The Trump Administration has the admirable goal of encouraging infrastructure investment. One policy it may want to consider is promoting the recycling of existing municipal infrastructure assets. This policy was developed in Australia and has been successful there.
Recycling infrastructure assets does not refer to re-using concrete blocks. Rather, it is a vernacular term that refers to the sale by a municipality of existing infrastructure assets to private investors to raise cash that the municipality can then use to construct new infrastructure assets.
Existing infrastructure assets with revenue histories are perceived as a safer investments for investors than investing in the construction of a new asset that is unknown whether or not it will be able to be operated successfully. This perception means that private investors will pay a higher price for an infrastructure asset with a revenue history than for an infrastructure asset that has yet to be constructed. Further, new infrastructure projects require years to design, approve and construct.
Under a policy of recycling infrastructure assets, municipalities are encouraged by the federal government to sell existing assets that have revenue streams. An example could be a tunnel or a port. The proceeds of the sale are required to be held in a account that can only be used to fund new infrastructure projects.
The federal government encourages the sales by providing a financial incentive to the municipality that is a percentage of the sales price, for instance 15%. So if an operating toll bridge is sold for $100 million to private investors, the federal government provides an additional $15 million. Now, the municipality has $115 million that it can use immediately to construct a new infrastructure project that either might not be suitable for private investment (e.g., improvements to public school buildings) or that private investors may be reluctant to underwrite without a revenue history.
The federal subsidy serves three purposes.

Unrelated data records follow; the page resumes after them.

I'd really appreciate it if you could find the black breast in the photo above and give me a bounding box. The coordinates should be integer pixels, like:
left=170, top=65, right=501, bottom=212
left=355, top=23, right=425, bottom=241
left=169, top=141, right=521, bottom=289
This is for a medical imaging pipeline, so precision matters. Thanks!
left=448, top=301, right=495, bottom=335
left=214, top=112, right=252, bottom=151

First, it motivates the municipality to undertake a complicated legal and financial process, which it might otherwise opt to avoid. Second, when constituents assert that the municipality should not sell a much loved asset (e.g., a stadium), the municipal officials can respond that they care about the stadium too; however, the federal government is providing a cash subsidy for doing this. Third, it provides much needed funding for infrastructure.
Another nuance is that in Australia title in fee simple to the infrastructure asset in question is not usually sold to the private investor. Rather, the municipality enters into a long-term lease or concession contract for the asset with the private investors. Therefore, constituents who are concerned about a prized asset being in private hands can be assured that eventually (e.g., 50 years) that possession of the asset will eventually revert to the municipality. That is, the politicians can state we did not sell the beautiful toll bridge, we merely leased it to an investor.
Even more infrastructure funding could be raised if the tax-exempt bond rules in the United States were modified to permit private investors to issue tax-exempt bonds to fund a portion of the payment for the long-term lease or concession contract. The tax exemption on the bonds would enable the private investors to issue debt at lower interest rates than they could using traditional taxable debt and, thus, pay more for their interest in the infrastructure assets while earning a comparable equity return.
If the Trump Administration wants to improve America’s infrastructure in an expedited manner with minimal involvement of the federal bureaucracy, then it should urge Congress to enact legislation that provides municipalities a subsidy based on the sale proceeds of assets and enables private investors to issue tax-exempt debt to fund their investment in municipal infrastructure assets.